If it meant becoming a scar from an encounter with him, then I could take on the wounds that could heal. Even if it required us to endure pain together.
* * *
I had heard the street dubbed as the artist’s quarter underwent significant development, and yet as I visited, the street still felt familiar. The fact that the apartment’s exterior was a dusty yellow as if it was made of bricks, galleries being filled with more exhibitors than viewers, and the weary-looking international students—though each of a different ethnicity, were agonized and scattered across the streets. As I stood transfixed at the wall where, two students living on the second floor had carelessly tagged it with the same-colored marker, I rose from the bench.
First floor, second floor, third floor, fourth floor…
My gaze halted at the furthest right room on the fifth floor, where two windows stood side by side. Even though the fabric used instead of curtains blocked my view from the inside, I could vividly recall the interior layout, having once lived there.
The moment Ji Seon-uk entered that room with me, the drummer in the adjacent room was pouring his soul into his drums. It was a place where one quickly learned that the thin walls were often abused with shouted requests for borrowed pasta noodles, so Ji Seon-uk must have been startled.
“Isn’t it loud?”
“No, not really.”
Upon hearing the earsplitting crash of the cymbals, I only asked again, glancing back at the wall. I remembered him looking at me sideways when he caught me peering. With a stoic expression, he shrugged his shoulders, and it made me laugh.
At that time, it was the poorest I had ever been. The eight-story apartment that students like me crowded into was filled with romantic dreams and determined spirits despite the prickly monthly rents we could barely afford.
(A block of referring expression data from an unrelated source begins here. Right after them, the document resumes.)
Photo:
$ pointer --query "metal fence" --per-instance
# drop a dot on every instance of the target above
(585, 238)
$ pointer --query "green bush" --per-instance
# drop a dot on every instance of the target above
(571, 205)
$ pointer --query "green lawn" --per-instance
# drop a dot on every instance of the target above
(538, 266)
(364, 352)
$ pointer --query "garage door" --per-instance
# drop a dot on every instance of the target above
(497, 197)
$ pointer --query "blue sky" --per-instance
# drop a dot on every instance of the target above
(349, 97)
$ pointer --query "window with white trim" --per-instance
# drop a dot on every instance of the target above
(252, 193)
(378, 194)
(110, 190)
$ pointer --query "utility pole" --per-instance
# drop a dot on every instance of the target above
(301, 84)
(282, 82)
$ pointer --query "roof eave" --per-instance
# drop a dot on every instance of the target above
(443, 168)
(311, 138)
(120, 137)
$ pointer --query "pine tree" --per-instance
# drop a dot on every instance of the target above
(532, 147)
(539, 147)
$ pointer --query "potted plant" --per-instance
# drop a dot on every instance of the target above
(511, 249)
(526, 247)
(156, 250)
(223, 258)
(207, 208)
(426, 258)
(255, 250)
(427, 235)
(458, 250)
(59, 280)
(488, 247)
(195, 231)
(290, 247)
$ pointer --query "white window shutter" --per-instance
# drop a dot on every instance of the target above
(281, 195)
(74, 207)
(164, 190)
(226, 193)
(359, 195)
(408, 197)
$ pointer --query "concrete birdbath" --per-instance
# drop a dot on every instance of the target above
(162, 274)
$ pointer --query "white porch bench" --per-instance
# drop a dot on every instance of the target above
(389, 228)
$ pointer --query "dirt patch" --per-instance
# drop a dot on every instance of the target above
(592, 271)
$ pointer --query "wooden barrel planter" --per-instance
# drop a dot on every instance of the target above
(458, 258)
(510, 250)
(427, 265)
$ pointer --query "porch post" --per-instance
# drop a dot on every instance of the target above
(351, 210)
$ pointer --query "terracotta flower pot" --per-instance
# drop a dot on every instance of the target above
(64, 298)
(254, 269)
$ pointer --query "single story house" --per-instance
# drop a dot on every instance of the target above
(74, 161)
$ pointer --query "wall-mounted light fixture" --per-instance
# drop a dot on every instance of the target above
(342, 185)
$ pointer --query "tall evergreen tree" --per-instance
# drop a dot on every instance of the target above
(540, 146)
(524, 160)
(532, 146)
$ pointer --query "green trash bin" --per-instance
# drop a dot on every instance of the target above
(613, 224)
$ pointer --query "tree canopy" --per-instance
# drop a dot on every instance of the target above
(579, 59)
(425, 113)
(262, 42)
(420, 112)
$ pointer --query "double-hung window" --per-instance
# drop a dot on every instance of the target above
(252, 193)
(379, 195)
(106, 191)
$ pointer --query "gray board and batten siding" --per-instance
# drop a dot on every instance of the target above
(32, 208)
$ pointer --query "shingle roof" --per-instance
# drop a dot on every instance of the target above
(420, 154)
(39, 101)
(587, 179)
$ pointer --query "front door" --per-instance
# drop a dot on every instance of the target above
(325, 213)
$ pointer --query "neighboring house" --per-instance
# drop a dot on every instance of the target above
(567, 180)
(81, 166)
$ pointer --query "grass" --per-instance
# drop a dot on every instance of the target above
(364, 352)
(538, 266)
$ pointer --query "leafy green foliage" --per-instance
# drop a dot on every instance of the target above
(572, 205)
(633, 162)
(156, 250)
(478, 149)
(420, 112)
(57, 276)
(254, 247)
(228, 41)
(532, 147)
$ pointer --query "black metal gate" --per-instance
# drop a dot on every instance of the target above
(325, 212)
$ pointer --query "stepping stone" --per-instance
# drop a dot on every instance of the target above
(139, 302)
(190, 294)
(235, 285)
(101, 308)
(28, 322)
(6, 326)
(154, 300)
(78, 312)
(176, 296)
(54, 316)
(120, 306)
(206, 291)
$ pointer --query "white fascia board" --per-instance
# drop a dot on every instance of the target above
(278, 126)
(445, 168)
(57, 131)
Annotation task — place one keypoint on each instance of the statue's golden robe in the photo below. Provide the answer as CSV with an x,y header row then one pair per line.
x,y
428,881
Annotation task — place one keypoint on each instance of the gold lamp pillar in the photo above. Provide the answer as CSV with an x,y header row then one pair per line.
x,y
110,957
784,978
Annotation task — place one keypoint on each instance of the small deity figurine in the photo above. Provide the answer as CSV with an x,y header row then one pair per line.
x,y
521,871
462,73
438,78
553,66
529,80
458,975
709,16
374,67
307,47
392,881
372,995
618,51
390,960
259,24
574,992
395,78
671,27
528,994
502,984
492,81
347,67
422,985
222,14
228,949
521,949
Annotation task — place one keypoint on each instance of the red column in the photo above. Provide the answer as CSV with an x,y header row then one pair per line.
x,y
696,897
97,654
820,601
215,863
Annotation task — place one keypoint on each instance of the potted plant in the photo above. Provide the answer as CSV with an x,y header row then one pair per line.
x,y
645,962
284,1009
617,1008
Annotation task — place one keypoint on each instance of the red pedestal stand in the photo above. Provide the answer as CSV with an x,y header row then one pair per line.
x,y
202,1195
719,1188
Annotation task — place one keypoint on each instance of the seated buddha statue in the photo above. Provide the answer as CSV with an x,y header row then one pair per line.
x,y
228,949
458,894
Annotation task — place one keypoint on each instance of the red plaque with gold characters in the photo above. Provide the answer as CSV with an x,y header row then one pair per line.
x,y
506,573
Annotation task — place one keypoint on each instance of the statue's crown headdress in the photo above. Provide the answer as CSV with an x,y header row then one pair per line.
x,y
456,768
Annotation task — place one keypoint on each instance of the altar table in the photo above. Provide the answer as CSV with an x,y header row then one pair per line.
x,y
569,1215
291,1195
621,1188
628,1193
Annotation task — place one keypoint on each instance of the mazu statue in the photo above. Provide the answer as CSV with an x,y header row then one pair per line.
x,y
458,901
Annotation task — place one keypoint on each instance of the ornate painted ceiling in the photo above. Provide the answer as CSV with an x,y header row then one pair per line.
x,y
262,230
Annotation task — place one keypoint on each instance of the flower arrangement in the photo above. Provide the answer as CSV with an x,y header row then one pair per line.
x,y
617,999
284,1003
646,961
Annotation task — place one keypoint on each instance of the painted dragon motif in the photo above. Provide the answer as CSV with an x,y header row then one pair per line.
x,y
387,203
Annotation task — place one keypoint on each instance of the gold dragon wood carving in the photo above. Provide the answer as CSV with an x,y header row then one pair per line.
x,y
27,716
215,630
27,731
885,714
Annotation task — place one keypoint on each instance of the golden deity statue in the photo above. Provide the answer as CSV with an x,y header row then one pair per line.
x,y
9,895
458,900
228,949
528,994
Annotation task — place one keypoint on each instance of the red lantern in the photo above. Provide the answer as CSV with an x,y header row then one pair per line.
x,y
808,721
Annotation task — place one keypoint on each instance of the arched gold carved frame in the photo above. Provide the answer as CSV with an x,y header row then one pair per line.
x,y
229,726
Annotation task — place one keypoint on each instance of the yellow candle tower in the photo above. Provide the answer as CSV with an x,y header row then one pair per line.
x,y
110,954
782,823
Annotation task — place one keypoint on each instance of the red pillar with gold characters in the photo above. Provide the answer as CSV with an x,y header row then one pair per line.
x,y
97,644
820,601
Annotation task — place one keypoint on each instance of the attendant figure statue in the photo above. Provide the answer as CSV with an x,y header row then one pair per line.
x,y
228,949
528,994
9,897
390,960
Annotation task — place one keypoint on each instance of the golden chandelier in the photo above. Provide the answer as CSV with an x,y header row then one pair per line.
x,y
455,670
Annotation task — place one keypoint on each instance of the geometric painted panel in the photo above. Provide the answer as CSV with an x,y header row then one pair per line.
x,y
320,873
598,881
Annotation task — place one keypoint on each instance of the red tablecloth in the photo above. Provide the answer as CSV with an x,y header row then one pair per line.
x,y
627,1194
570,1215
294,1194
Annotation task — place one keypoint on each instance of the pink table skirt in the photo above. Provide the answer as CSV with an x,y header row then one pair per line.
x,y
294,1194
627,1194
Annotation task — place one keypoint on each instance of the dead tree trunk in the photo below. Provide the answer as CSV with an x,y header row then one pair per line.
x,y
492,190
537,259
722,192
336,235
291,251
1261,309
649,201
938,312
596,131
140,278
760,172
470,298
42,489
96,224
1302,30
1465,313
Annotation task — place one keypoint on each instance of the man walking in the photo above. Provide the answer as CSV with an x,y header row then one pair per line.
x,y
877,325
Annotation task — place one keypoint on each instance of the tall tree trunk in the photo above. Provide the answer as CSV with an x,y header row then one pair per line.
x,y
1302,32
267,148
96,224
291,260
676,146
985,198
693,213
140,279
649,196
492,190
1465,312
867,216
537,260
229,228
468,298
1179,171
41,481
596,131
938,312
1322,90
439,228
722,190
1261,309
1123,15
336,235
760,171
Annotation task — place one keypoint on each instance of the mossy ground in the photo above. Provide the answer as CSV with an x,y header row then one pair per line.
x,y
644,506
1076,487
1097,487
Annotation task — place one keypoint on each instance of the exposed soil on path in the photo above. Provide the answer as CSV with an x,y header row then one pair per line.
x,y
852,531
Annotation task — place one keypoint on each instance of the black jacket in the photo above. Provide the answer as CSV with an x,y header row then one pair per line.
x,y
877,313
We had even rented out some spaces just to squeeze in a washing machine, sharing it with others. My room, smaller than our living room, had to be halved to fit two beds, and I was living here, paying a rent of one hundred fifty each. I was unsatisfied when living in a cramped space with an overloaded roommate, barely sleeping through the night, and I had to seek another place right afterward. At least mine was only shared with one person.
When I wasn’t in school, every breath was laden with relentless work, leaving no money left after training fees, rent, and food. So, when Ji Seon-uk asked to see me, I hesitated for a moment. Yet, it was an opportunity I couldn’t bear to pass up. Nearly two years had flown by since I last set foot in Korea, and sometimes, just hearing his voice invoked a strong longing.
Since our meeting at the airport, it felt like Ji Seon-uk was bewildered by my presence as though I was a stranger. The experience was visibly engrossing for him, as he often stole glances in my direction even while on the subway. “Why?” Along with the uncertainty surrounding this sometimes awkward chatter, he questioned, brushing his freshly shaved jaw while muttering, “Have you lost weight?” Did I? I wasn’t really sure. Ji Seon-uk, not taking his eyes off me even when I shrugged, eventually turned his head and pulled the suitcase I had been holding towards himself as he announced, “I’ll carry it.”
…Yes, that indeed happened, didn’t it?
I wonder if he still remembers that moment.
“Lee Ji-hoon?”
My thoughts snapped in two as I heard my name being called. As I adjusted my coat collar and turned back, I recognized a figure with a similar expression to mine from about ten minutes earlier, surveying his surroundings.
“If it still looks the same, don’t you feel like we’re the only ones who’ve aged?”
He gestured towards the dusty yellow apartment I had just been observing and smiled, a smile I was familiar with. He was also a roommate who had shared a room with me during our three years here. As he instantly donned a white headband over his forehead right as he stood up from his coat-clad posture, the image of the long-haired international student who once opted to go out for photography sessions over exercising began to overlap in my memory.